Velázquez Rodríguez Enrique, Martínez Enríquez Agustín, Cancino Rodríguez Carlos, Olvera Morales Gabriel, Rangel Rojo Javier, Arias Estrada Sergio
Departamento de Electrofisiología del Hospital de Cardiología, Centro Médico Nacional Siglo XXI, IMSS.
Arch Cardiol Mex. 2005 Jul-Sep;75 Suppl 3:S3-69-80.
Clinical studies have shown that transthoracic cardioversion of atrial fibrillation is dependent on achieving adequate current flow to the heart, which is dependent on transthoracic impedance. When multiple standard cardioversion fails to restore sinus rhythm in patients with atrial fibrillation the double sequential transthoracic shock may be an alternative.
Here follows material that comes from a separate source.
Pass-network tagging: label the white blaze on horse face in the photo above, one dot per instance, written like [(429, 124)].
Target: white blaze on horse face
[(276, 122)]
Twenty one consecutive patients with paroxysmal or persistent atrial fibrillation refractory to at least two initial high energy 360 J or 200-300 and 360 J monophasic shocks underwent double sequential shocks with 720 J by means two defibrillators. Mean age was 64 +/- 11 years and mean weight 97 +/- 19 kg (range, 49 to 112). Duration of atrial fibrillation was present < or = 3 months in 76%. Arterial hypertension was present in 38% and lone atrial fibrillation in 33%. Mean left atrial size was 4.5 +/- 0.7 cm (range, 3.5 to 6.0). Sinus rhythm was achieved in 19 (90.4%). Two refractory to biphasic shocks with a median 1,050 J (range, 660 to 1,440 J) without major complications. Multivariate analysis identified duration of atrial fibrillation, > 90 days (RR 0.96, CI 0.95-0.98 p = 0.02) and body weight, 101 +/- 11 kg (RR 0.64, CI 0.46-0.90 p = 0.01) variables independently associated with cardioversion unsuccessful. Patient weight, p = 0.002 was the univariate predictor of unsuccessful cardioversion. High energy cardioversion does not cause cardiac damage evidenced from cardiac troponin T estimation.
For refractory atrial fibrillation to conventional cardioversion double sequential transthoracic shocks represents a safe and highly efficacious alternative and may have a general applicability.
临床研究表明,心房颤动的经胸心脏复律取决于能否实现足够的电流流向心脏,而这又取决于经胸阻抗。当多次标准复律未能使心房颤动患者恢复窦性心律时,双序列经胸电击可能是一种替代方法。
连续21例阵发性或持续性心房颤动患者,至少对两次初始高能量360J或200 - 300J及360J单相电击无效,采用两台除颤器进行720J双序列电击。平均年龄为64±11岁,平均体重97±19kg(范围49至112kg)。76%的患者心房颤动持续时间≤3个月。38%的患者存在动脉高血压,33%为孤立性心房颤动。平均左心房大小为4.5±0.7cm(范围3.5至6.0cm)。19例(90.4%)恢复窦性心律。2例对双相电击无效,中位能量为1050J(范围660至1440J),无重大并发症。多因素分析确定心房颤动持续时间>90天(RR 0.96,CI 0.95 - 0.98,p = 0.02)和体重101±11kg(RR 0.64,CI 0.46 - 0.90,p = 0.01)是与复律失败独立相关的变量。患者体重(p = 0.002)是复律失败的单因素预测指标。从心肌肌钙蛋白T评估结果来看,高能量复律不会导致心脏损伤。
对于传统复律难治的心房颤动,双序列经胸电击是一种安全且高效的替代方法,可能具有广泛的适用性。